Xin Wang Tsinghua University, China

Xin Wang is currently an Assistant Professor at the Department of Computer Science and Technology, Tsinghua University. He got both of his Ph.D. and B.E degrees in Computer Science and Technology from Zhejiang University, China. He also holds a second Ph.D. degree in Computing Science from Simon Fraser University, Canada. His research interests include cross-modal multimedia intelligence and recommendation in social media. He has published several high-quality research papers in top conferences including ICML, KDD, WWW, SIGIR, AAAI, IJCAI, CIKM etc.
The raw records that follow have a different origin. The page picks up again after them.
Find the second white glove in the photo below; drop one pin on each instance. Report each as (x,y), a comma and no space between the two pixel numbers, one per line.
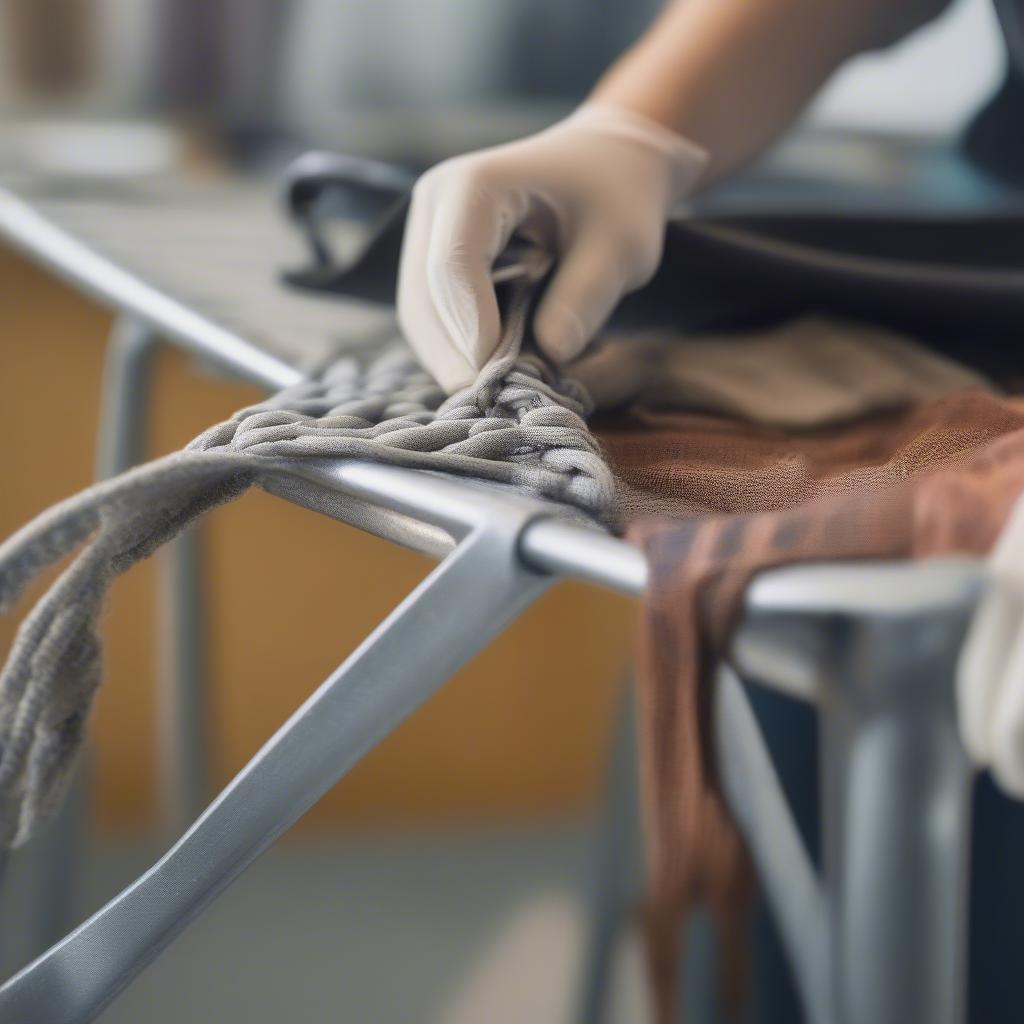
(595,190)
(990,674)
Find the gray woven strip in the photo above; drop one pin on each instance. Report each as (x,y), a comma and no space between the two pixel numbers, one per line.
(520,424)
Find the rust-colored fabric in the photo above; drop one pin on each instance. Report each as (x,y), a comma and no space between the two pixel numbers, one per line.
(939,478)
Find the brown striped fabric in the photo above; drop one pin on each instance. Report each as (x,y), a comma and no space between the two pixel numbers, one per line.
(713,502)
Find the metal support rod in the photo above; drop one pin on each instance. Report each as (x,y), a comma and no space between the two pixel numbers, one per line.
(456,611)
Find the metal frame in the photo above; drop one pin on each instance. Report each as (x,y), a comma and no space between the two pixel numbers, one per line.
(879,938)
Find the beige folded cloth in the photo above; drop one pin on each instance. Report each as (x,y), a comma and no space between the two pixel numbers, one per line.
(808,373)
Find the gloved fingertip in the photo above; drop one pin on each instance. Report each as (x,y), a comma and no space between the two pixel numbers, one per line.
(560,333)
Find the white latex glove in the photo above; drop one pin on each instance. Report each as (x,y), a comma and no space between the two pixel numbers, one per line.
(595,189)
(990,673)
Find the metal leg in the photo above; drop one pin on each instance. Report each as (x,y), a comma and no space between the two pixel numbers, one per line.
(465,602)
(879,645)
(181,724)
(182,734)
(897,824)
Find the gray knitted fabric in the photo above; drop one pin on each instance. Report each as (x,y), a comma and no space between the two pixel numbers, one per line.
(519,424)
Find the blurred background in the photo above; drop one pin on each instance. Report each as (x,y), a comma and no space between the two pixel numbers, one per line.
(442,879)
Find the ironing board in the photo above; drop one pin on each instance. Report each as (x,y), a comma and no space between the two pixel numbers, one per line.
(879,936)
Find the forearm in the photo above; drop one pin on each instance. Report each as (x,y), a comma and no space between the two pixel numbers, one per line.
(731,75)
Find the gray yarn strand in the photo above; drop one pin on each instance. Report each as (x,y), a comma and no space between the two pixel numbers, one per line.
(520,423)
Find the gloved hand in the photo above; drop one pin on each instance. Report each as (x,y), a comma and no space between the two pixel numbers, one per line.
(990,674)
(595,189)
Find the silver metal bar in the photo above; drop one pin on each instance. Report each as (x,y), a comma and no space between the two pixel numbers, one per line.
(470,598)
(97,276)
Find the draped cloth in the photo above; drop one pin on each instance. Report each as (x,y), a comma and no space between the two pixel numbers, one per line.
(937,478)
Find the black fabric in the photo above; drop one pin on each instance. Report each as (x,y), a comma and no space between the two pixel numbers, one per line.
(956,282)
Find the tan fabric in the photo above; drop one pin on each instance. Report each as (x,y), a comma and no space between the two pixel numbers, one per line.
(808,373)
(938,478)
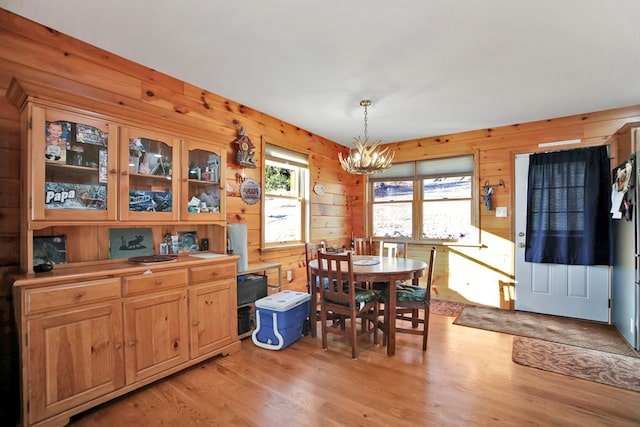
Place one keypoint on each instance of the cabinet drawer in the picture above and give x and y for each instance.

Huaxiu Yao Pennsylvania State University, USA

Huaxiu Yao is currently a Ph.D. candidate of College of Information Sciences and Technology at the Pennsylvania State University. He got his B.Eng. degree from the University of Electronic Science and Technology of China. His research interests focus on developing cost-efficient machine learning algorithms with the applications in social goods. He has published over 10 papers on top conferences and journals such as ICML, ICLR, KDD, AAAI, WWW, and TIST. He has served as a program committee member in major machine learning and data mining conferences such as ICML, ICLR, KDD, AAAI, IJCAI.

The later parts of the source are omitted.